Oncology should be recognised as a global health priority in its own right. Established frameworks outline actionable steps, including workforce development, infrastructure investment, and system strengthening.[3] These are achievable but require sustained commitment.

Research must also evolve. This includes equitable authorship, shared data ownership, locally driven priorities, and funding that supports institutions in LMICs. Building research capacity is itself a form of health system strengthening.

For clinicians in high-income settings, meaningful contributions often lie in partnership: collaborative research, mentorship, context-adapted guideline development, and advocacy within professional and policy arenas.

Cancer as a global health priority

Today, most people with cancer live in countries where access to oncological pathology, surgery, radiotherapy, chemotherapy, and early detection remains severely limited. Where a person is born remains one of the strongest predictors of cancer survival. This global  inequity projects itself into high-income settings healthcare settings. The global cancer care gap is local as well and is not inevitable. It reflects how health systems are organised and resourced, including decisions about funding, access, and prioritisation of vulnerable populations. Addressing it will require sustained engagement from clinicians, institutions, and policymakers. Engagement with global oncology not only sharpens clinical insight, but also fosters innovation that benefits patients in all settings and from all backgrounds. 

Global oncology working group 

In response to these challenges, we launched the Dutch Global Oncology Working Group to foster collaboration between clinicians, policymakers, and public health specialists, aiming to reduce cancer inequities through coordinated national and international efforts. 

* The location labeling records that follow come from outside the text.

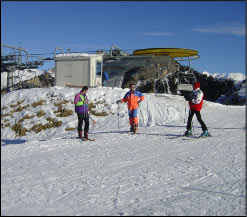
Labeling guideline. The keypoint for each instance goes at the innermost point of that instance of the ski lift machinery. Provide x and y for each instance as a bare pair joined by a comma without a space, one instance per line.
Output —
185,79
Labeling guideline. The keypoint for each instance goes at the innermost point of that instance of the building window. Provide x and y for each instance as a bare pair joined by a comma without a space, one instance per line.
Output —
98,68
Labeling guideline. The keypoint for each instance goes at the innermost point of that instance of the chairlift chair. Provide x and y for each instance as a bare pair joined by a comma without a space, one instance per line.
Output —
186,80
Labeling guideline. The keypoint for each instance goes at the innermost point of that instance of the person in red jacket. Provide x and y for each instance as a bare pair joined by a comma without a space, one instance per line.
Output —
133,98
195,104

This introductory paper marks the start of a series on the Global Health Perspectives platform addressing prevention, diagnostics, and treatment, as well as the role of the exposome — the cumulative impact of environmental, lifestyle, and socioeconomic factors throughout life — in shaping cancer risk and outcomes. By integrating insights from diverse populations and settings, global oncology can inform more effective and equitable strategies for care, while also guiding evidence-based policy to address disparities at both national and global levels.

REFERENCES 

  1. GBD 2023 Cancer Collaborators. The global, regional, and national burden of cancer, 1990–2023, with forecasts to 2050: a systematic analysis for the Global Burden of Disease Study 2023. Lancet. 2025;406(10512):1565–1586.
  2. Bizuayehu HM, Ahmed KY, Kibret GD, et al. Global disparities of cancer and its projected burden in 2050. JAMA Netw Open. 2024;7(11):e2443198.
  3. Are C, Murthy SS, Sullivan R, et al. Global cancer surgery: pragmatic solutions to improve cancer surgery outcomes worldwide. Lancet Oncol. 2023;24(12):e472–e518.
  4. Ruzindana K, Anorlu RI. Global disparities in gynaecologic cancer outcomes: a call for action. Int J Gynecol Obstet. 2025;171(Suppl 1):210–220.
  5. Kyrgiou M, Bowden S, Denny L, et al. Innovation in gynaecological cancer: highlighting global disparities. Lancet Oncol. 2024;25(4):425–430.
  6. Sfeir S, Allen L, Algera MD, et al. Exploring global barriers to optimal ovarian cancer care: thematic analysis. Int J Gynecol Cancer. 2024;34(9):1408–1415.
  7. Pramesh CS, Badwe RA, Bhoo-Pathy N, et al. Priorities for cancer research in low- and middle-income countries: a global perspective. Nat Med. 2022;28(4):649–657.
  8. Kieviet JJE, Pijnenborg JMA, van der Aa M, et al. Country-of-birth disparities in high-grade endometrial cancer: a population-based analysis in the Netherlands. Eur J Cancer. 2026;239:116698.
  9. Chilinda G, Moro F, Rijken MJ, et al. Ultrasound-based preoperative assessment for cervical cancer: a pragmatic staging strategy. Int J Gynecol Cancer. 2025.